Empowering Women, Girls Is Most Effective Strategy To Fight Global Hunger, Report Says

“Focusing the lens of social and economic development on women and girls is the most inexpensive and effective tool in the fight against hunger and malnutrition, says a new study [.pdf] on gender and food security in the Asia Pacific region,” Thomson Reuters Foundation reports. “Women’s education alone resulted in a 43 percent reduction in hunger from 1970 to 1995, while women living longer led to an additional 12 percent decline in hunger levels, according to the report by the U.N. Food and Agriculture Organization (FAO) and the Asian Development Bank (ADB),” the news service writes. “Gender equality is ‘the single most important determinant of food security,’ wrote Olivier De Schutter, the U.N. special rapporteur on the right to food and author of the report, ‘Gender Equality and Food Security: Women’s Empowerment as a Tool against Hunger,’ released this week,” Reuters notes, adding, “He specifically noted a shift five years ago in the understanding of the causes of hunger and malnutrition: the 2008 global food crisis led to a realization that there was an underinvestment in agriculture, and especially in small-scale family farms, in which women play a key role as food producers.”

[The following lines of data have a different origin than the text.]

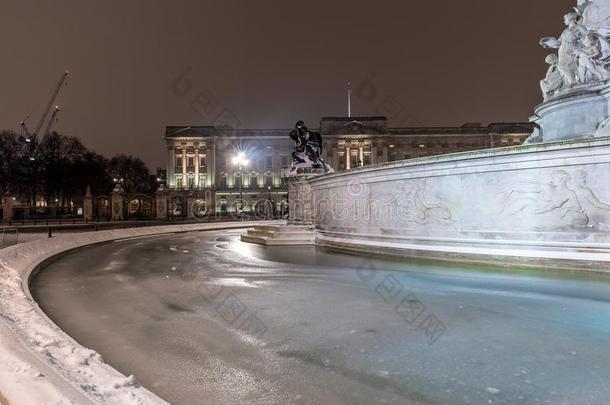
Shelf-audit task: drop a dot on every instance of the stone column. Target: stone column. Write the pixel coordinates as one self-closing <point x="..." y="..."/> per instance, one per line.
<point x="161" y="204"/>
<point x="117" y="206"/>
<point x="197" y="164"/>
<point x="190" y="201"/>
<point x="348" y="158"/>
<point x="7" y="207"/>
<point x="88" y="205"/>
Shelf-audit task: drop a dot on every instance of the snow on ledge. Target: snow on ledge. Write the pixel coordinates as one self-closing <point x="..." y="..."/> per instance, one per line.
<point x="41" y="364"/>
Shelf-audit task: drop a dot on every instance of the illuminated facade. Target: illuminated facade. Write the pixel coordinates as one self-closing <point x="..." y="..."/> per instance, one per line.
<point x="201" y="159"/>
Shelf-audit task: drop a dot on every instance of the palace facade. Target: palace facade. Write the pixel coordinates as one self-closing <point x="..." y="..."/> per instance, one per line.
<point x="201" y="160"/>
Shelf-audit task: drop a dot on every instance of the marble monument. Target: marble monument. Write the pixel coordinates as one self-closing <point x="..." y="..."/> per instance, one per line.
<point x="576" y="88"/>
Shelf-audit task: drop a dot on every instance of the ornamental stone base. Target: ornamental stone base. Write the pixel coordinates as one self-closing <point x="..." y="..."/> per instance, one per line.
<point x="576" y="114"/>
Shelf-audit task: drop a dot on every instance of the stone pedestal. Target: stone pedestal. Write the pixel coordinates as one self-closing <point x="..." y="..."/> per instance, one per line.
<point x="575" y="114"/>
<point x="161" y="205"/>
<point x="117" y="206"/>
<point x="300" y="207"/>
<point x="300" y="229"/>
<point x="88" y="205"/>
<point x="7" y="208"/>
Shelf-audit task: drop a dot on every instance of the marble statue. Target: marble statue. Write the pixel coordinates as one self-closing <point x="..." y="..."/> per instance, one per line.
<point x="553" y="80"/>
<point x="583" y="50"/>
<point x="307" y="152"/>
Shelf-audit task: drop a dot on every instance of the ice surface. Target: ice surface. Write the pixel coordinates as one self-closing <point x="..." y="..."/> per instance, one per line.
<point x="180" y="313"/>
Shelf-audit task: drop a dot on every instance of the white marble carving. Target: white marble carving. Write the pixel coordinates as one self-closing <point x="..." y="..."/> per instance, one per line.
<point x="576" y="88"/>
<point x="583" y="50"/>
<point x="550" y="197"/>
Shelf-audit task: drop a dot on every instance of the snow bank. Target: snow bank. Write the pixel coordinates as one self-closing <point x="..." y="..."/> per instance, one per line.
<point x="39" y="363"/>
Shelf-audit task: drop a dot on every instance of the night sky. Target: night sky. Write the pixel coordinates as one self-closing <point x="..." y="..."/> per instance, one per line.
<point x="268" y="63"/>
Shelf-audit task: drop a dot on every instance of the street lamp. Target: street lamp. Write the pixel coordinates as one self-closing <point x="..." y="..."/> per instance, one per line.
<point x="241" y="161"/>
<point x="272" y="211"/>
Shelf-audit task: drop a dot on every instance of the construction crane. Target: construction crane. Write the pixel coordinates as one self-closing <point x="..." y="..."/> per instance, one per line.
<point x="31" y="136"/>
<point x="47" y="130"/>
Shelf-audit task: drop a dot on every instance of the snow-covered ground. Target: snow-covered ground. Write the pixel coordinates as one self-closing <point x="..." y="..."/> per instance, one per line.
<point x="39" y="363"/>
<point x="203" y="318"/>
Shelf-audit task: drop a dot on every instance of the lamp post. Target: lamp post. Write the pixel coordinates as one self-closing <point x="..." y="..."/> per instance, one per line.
<point x="271" y="213"/>
<point x="240" y="161"/>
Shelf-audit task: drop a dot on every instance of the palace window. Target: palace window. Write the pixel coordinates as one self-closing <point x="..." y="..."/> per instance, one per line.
<point x="367" y="158"/>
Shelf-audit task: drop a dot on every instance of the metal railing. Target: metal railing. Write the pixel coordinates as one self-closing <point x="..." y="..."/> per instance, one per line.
<point x="9" y="237"/>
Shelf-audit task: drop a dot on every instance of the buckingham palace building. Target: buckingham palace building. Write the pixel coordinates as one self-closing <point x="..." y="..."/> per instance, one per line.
<point x="202" y="160"/>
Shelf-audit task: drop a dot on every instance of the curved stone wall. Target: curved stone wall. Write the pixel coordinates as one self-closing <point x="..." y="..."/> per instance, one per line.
<point x="543" y="205"/>
<point x="39" y="363"/>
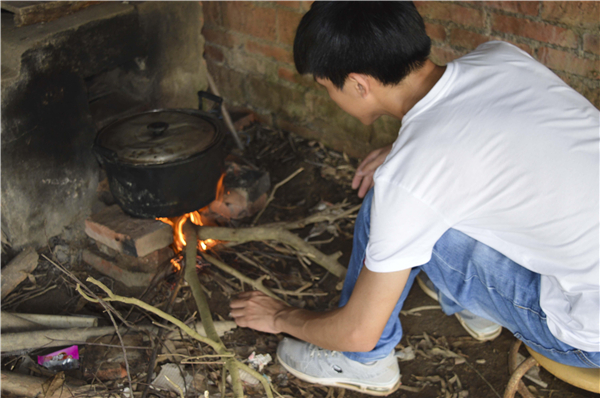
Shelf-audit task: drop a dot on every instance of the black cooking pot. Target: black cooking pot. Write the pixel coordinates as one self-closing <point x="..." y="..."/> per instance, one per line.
<point x="165" y="162"/>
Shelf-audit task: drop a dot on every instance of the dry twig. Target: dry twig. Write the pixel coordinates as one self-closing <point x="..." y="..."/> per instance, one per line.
<point x="329" y="262"/>
<point x="272" y="195"/>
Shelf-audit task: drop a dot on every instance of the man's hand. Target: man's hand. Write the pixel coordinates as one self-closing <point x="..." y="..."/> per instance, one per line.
<point x="363" y="178"/>
<point x="257" y="311"/>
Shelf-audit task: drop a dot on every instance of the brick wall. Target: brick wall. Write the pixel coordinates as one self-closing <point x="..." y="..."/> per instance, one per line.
<point x="249" y="53"/>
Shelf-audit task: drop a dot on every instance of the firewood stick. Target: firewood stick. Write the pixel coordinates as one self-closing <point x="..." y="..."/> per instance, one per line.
<point x="272" y="195"/>
<point x="256" y="284"/>
<point x="16" y="271"/>
<point x="232" y="365"/>
<point x="241" y="235"/>
<point x="42" y="321"/>
<point x="325" y="215"/>
<point x="31" y="386"/>
<point x="54" y="337"/>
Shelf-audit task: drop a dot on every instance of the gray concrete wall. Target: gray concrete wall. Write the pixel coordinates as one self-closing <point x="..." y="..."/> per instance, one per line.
<point x="49" y="175"/>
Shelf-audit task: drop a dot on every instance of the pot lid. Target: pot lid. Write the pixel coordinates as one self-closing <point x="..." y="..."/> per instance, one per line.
<point x="159" y="136"/>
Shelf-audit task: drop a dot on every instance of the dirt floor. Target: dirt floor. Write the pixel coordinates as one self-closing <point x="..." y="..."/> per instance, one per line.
<point x="447" y="362"/>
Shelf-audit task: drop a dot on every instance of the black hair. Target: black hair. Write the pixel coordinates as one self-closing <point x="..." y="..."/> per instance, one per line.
<point x="385" y="40"/>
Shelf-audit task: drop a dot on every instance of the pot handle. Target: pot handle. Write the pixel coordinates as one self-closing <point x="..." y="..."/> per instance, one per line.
<point x="216" y="109"/>
<point x="103" y="154"/>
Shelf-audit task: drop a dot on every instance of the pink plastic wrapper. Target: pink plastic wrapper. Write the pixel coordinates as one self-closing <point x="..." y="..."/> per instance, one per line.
<point x="64" y="359"/>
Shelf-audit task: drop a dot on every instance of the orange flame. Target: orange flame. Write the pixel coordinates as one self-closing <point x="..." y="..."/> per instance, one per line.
<point x="177" y="224"/>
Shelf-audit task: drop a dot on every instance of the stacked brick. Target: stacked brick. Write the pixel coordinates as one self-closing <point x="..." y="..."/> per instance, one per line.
<point x="249" y="53"/>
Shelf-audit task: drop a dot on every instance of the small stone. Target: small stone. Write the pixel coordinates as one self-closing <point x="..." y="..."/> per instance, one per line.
<point x="62" y="254"/>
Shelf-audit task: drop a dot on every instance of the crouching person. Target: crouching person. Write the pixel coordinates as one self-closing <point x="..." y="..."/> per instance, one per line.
<point x="489" y="193"/>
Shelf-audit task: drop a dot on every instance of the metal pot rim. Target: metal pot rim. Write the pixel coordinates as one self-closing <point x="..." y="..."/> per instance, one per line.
<point x="111" y="156"/>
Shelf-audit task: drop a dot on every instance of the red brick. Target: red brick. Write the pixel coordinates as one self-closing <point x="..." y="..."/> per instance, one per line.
<point x="443" y="55"/>
<point x="451" y="12"/>
<point x="288" y="75"/>
<point x="110" y="268"/>
<point x="591" y="43"/>
<point x="287" y="23"/>
<point x="530" y="8"/>
<point x="585" y="14"/>
<point x="306" y="5"/>
<point x="133" y="236"/>
<point x="467" y="39"/>
<point x="534" y="30"/>
<point x="435" y="31"/>
<point x="583" y="88"/>
<point x="278" y="53"/>
<point x="292" y="76"/>
<point x="220" y="38"/>
<point x="567" y="62"/>
<point x="522" y="46"/>
<point x="212" y="12"/>
<point x="246" y="17"/>
<point x="297" y="5"/>
<point x="214" y="53"/>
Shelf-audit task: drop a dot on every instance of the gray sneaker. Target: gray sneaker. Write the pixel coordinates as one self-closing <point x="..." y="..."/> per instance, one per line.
<point x="479" y="328"/>
<point x="331" y="368"/>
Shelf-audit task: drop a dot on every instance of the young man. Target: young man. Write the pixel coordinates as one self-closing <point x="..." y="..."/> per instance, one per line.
<point x="491" y="189"/>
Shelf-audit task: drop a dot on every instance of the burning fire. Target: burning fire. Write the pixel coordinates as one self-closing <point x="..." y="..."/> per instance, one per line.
<point x="177" y="224"/>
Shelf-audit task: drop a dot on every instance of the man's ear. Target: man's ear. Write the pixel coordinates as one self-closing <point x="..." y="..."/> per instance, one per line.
<point x="361" y="83"/>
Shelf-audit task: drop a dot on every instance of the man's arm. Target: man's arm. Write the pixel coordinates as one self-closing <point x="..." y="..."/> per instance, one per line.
<point x="355" y="327"/>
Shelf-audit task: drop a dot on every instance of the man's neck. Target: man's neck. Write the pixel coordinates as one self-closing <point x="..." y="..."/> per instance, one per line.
<point x="397" y="100"/>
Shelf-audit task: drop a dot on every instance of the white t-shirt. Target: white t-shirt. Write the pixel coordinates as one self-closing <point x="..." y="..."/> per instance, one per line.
<point x="504" y="151"/>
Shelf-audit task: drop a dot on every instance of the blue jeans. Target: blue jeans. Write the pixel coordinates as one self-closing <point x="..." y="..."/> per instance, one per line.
<point x="473" y="276"/>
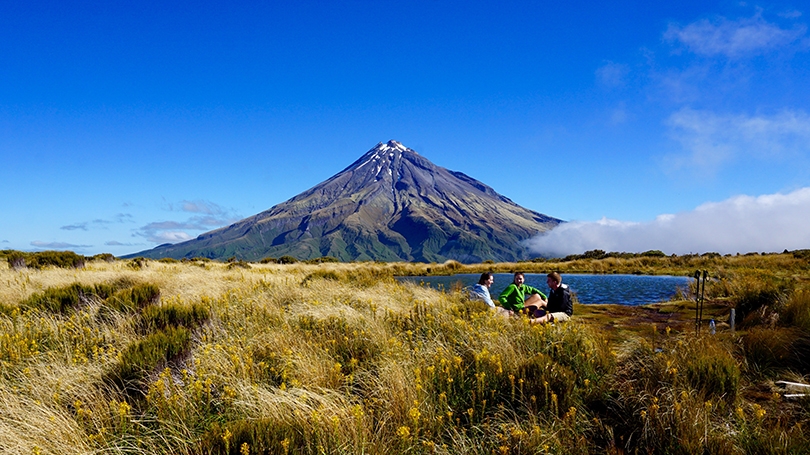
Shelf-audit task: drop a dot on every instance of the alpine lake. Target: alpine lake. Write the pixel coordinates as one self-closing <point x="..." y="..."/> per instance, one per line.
<point x="631" y="290"/>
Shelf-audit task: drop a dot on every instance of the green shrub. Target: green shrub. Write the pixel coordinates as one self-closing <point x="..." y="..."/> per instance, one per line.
<point x="16" y="259"/>
<point x="137" y="263"/>
<point x="270" y="436"/>
<point x="148" y="355"/>
<point x="106" y="257"/>
<point x="238" y="264"/>
<point x="322" y="260"/>
<point x="62" y="259"/>
<point x="134" y="298"/>
<point x="155" y="317"/>
<point x="797" y="311"/>
<point x="772" y="350"/>
<point x="711" y="370"/>
<point x="320" y="275"/>
<point x="58" y="300"/>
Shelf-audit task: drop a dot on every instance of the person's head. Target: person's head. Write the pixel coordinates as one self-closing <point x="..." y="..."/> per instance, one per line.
<point x="486" y="279"/>
<point x="554" y="280"/>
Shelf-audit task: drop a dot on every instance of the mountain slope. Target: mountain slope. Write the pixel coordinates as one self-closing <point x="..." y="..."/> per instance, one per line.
<point x="390" y="205"/>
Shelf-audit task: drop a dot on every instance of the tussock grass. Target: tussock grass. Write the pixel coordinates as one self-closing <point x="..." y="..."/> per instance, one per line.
<point x="198" y="357"/>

The report “details how three crises — the spike in food prices, the global economic downturn and climate change — disproportionately affect women and girls,” the news service writes, adding, “The removal and amendment of discriminatory land and labor laws would also help women farmers and food producers, said De Schutter and ADB food security and agriculture specialist Lourdes Adriano, who provided technical support for the report” (Tang, 7/26). “Worldwide, around 60 percent of undernourished people are women or girls, and data show that giving them access to education and employment opportunities has a strikingly large impact on reducing overall hunger and improving child health and education,” according to an ADB press release, which adds, “However, restrictions on female land ownership, limited access to credit and farm advisory services, and a lack of education hamper women’s ability to produce and access more food and earn decent incomes” (7/26). The report concludes “that while equality of treatment between women and men and food security are mutually supportive, gender equality remains an elusive goal in many regions, and a transformation of traditional gender roles is urgently needed,” De Schutter notes in his blog (7/25).